When stream: true, tool calls arrive as incremental SSE chunks: an initial assistant role delta, optional assistant commentary deltas, one or more delta.tool_calls chunks carrying tool identity and argument fragments, then a final chunk with finish_reason: "tool_calls" and data: [DONE].

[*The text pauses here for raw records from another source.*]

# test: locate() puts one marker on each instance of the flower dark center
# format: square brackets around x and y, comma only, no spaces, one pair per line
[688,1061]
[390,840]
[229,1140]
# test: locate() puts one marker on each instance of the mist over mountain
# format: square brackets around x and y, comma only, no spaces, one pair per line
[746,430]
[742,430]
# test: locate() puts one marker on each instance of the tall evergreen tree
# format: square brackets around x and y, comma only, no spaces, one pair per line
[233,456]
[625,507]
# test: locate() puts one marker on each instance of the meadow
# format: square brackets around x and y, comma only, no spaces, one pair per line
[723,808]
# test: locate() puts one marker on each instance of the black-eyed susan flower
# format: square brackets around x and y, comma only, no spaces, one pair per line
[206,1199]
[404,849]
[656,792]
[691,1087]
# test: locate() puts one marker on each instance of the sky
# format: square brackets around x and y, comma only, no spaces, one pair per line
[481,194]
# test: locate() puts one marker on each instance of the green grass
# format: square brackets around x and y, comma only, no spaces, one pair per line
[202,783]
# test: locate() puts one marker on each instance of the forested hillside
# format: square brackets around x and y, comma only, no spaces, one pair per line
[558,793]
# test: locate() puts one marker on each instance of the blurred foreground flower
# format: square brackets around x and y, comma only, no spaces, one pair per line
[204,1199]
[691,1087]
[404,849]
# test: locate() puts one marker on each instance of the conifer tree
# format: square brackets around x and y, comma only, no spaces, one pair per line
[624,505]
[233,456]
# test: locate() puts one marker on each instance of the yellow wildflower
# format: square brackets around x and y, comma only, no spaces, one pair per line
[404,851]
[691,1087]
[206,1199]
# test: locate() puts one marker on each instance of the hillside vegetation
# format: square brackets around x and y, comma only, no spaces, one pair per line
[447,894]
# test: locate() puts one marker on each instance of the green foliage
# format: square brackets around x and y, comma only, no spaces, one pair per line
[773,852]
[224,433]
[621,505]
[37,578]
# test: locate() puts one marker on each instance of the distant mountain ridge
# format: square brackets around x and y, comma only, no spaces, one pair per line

If stream_options.include_usage=true, a trailing usage chunk is emitted before [DONE].

Tool follow-up loop

After receiving tool_calls, execute the requested function(s) and send a follow-up request that includes the prior assistant tool-call message plus one or more role: "tool" messages with matching tool_call_id. This continues the same agent reasoning loop to produce the final answer.

Streaming (SSE)

Set stream: true to receive Server-Sent Events:

  • Content-Type: text/event-stream
  • Each event line is data: <json>
  • Stream ends with data: [DONE]

Open WebUI quick setup

  • Base URL: http://127.0.0.1:18789/v1
  • Docker on macOS base URL: http://host.docker.internal:18789/v1
  • API key: your Gateway bearer token
  • Model: openclaw/default

Expected behavior: GET /v1/models lists openclaw/default, and Open WebUI uses it as the chat model id. For a specific backend provider/model, set the agent's normal default model, or send x-openclaw-model (shared-secret caller, or identity-bearing caller with operator.admin).

Quick smoke test:

curl -sS http://127.0.0.1:18789/v1/models \
  -H 'Authorization: Bearer YOUR_TOKEN'

If that returns openclaw/default, most Open WebUI setups can connect with the same base URL and token.

Examples

Stable session for one app conversation:

curl -sS http://127.0.0.1:18789/v1/chat/completions \
  -H 'Authorization: Bearer YOUR_TOKEN' \
  -H 'Content-Type: application/json' \
  -d '{
    "model": "openclaw/default",
    "user": "conv:YOUR_CONVERSATION_ID",
    "messages": [{"role":"user","content":"Summarize my tasks for today"}]
  }'

Reuse the same user value on later calls for that conversation to continue the same agent session.

Non-streaming:

curl -sS http://127.0.0.1:18789/v1/chat/completions \
  -H 'Authorization: Bearer YOUR_TOKEN' \
  -H 'Content-Type: application/json' \
  -d '{
    "model": "openclaw/default",
    "messages": [{"role":"user","content":"hi"}]
  }'

Streaming:

curl -N http://127.0.0.1:18789/v1/chat/completions \
  -H 'Authorization: Bearer YOUR_TOKEN' \
  -H 'Content-Type: application/json' \
  -H 'x-openclaw-model: openai/gpt-5.4' \
  -d '{
    "model": "openclaw/research",
    "stream": true,
    "messages": [{"role":"user","content":"hi"}]
  }'

List models:

curl -sS http://127.0.0.1:18789/v1/models \
  -H 'Authorization: Bearer YOUR_TOKEN'

Fetch one model:

curl -sS http://127.0.0.1:18789/v1/models/openclaw%2Fdefault \
  -H 'Authorization: Bearer YOUR_TOKEN'

Create embeddings:

curl -sS http://127.0.0.1:18789/v1/embeddings \
  -H 'Authorization: Bearer YOUR_TOKEN' \
  -H 'Content-Type: application/json' \
  -H 'x-openclaw-model: openai/text-embedding-3-small' \
  -d '{
    "model": "openclaw/default",
    "input": ["alpha", "beta"]
  }'

/v1/embeddings supports input as a string or array of strings.